The primary outcome of interest was overall survival (OS), which was defined as the time from the start of SBRT to death from any cause. The secondary outcomes were progression-free survival (PFS) and time to progression (TTP). The PFS interval was defined as the time from the start of SBRT to the first instance of tumor progression or death from any cause. The TTP was defined as the time from the start of SBRT to the first appearance of local recurrence or regional/distant metastasis (DM).

Statistical analysis

The chi-squared test was used to compare clinicopathological parameters between mGPS groups. Survival curves were estimated using the Kaplan–Meier method and compared using the log-rank test. The associations between the survival outcomes and tumor characteristics were assessed using univariate and multivariate Cox proportional hazards models.
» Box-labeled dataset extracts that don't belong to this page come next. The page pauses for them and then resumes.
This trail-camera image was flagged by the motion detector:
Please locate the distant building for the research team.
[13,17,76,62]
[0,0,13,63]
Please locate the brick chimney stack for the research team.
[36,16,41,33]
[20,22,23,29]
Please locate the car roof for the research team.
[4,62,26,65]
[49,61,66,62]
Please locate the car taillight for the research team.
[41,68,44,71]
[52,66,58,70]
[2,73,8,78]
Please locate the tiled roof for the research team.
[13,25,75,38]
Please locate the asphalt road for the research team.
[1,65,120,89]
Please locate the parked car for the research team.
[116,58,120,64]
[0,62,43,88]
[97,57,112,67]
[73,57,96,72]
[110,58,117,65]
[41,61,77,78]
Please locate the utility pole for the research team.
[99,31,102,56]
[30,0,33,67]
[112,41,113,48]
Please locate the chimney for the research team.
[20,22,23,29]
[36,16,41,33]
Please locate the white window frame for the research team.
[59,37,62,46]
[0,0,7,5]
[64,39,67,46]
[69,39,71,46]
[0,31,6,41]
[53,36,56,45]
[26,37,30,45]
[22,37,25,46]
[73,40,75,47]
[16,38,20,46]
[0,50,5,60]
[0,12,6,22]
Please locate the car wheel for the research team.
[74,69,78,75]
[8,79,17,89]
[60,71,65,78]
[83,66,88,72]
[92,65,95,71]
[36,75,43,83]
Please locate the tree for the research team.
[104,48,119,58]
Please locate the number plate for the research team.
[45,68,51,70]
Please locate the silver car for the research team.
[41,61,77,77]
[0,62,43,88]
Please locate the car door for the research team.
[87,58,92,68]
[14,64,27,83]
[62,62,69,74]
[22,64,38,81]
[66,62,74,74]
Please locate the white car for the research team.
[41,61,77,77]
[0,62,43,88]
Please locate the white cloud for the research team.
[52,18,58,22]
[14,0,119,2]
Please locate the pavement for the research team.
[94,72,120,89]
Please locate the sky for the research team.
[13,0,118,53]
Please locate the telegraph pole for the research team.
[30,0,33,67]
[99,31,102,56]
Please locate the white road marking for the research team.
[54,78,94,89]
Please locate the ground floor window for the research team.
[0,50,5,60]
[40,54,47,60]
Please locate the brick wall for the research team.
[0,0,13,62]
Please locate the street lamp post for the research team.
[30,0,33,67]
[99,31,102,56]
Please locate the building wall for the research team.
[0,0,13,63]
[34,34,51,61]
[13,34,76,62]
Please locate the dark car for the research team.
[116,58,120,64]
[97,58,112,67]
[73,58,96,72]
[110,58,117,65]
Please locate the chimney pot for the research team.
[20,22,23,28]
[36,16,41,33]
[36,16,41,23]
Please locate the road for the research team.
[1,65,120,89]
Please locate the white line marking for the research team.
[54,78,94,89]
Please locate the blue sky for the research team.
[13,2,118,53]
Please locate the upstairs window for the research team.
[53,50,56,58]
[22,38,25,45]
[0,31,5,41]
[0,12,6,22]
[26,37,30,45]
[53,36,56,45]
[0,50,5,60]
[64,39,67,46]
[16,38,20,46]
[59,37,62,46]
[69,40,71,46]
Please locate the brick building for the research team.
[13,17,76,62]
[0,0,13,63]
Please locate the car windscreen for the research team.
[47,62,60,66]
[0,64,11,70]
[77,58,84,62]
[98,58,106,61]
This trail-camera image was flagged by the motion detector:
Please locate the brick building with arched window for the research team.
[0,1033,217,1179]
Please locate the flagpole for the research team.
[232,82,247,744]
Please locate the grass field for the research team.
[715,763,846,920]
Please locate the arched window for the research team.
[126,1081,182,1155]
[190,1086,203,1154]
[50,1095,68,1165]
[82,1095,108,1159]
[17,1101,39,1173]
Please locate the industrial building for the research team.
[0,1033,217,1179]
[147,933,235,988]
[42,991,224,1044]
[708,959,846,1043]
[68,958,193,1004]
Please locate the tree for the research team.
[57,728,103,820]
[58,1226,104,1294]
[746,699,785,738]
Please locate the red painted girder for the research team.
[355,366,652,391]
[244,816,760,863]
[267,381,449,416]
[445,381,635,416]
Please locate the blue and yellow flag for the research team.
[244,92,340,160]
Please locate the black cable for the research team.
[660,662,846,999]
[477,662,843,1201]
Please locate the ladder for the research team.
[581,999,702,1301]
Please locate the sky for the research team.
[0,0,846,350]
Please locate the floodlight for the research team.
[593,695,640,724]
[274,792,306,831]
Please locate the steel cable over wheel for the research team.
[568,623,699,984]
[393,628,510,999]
The potential prognostic factors were age, sex, PS, T-stage, histological subtype and mGPS [17]. Differences were considered statistically significant at P-values of < 0.05, and all analyses were performed using IBM SPSS Statistics for Macintosh software (version 22.0; IBM Corp., Armonk, NY).

RESULTS

Patient characteristics

From an initial 328 patients who underwent SBRT in this period, 121 patients were excluded for the following reasons: 31 had multiple cancers detected; eight underwent consecutive chemotherapy or irradiation; 54 were deleted for lack of histological information; and 28 had no laboratory data available for the mGPS. Therefore, 207 patients were included in this study. All patients were medically inoperable or had refused surgery. The prescribed doses were 48 Gy in 4 fractions (35.7%), 50 Gy in 4 fractions (18.4%), 60 Gy in 10 fractions (14.5%), 70 Gy in 10 fractions (13%) and 55 Gy in 4 fractions (13%). The median biologically effective dose was 105.6 Gy (range, 80–150 Gy) based on an alpha/beta value = 10.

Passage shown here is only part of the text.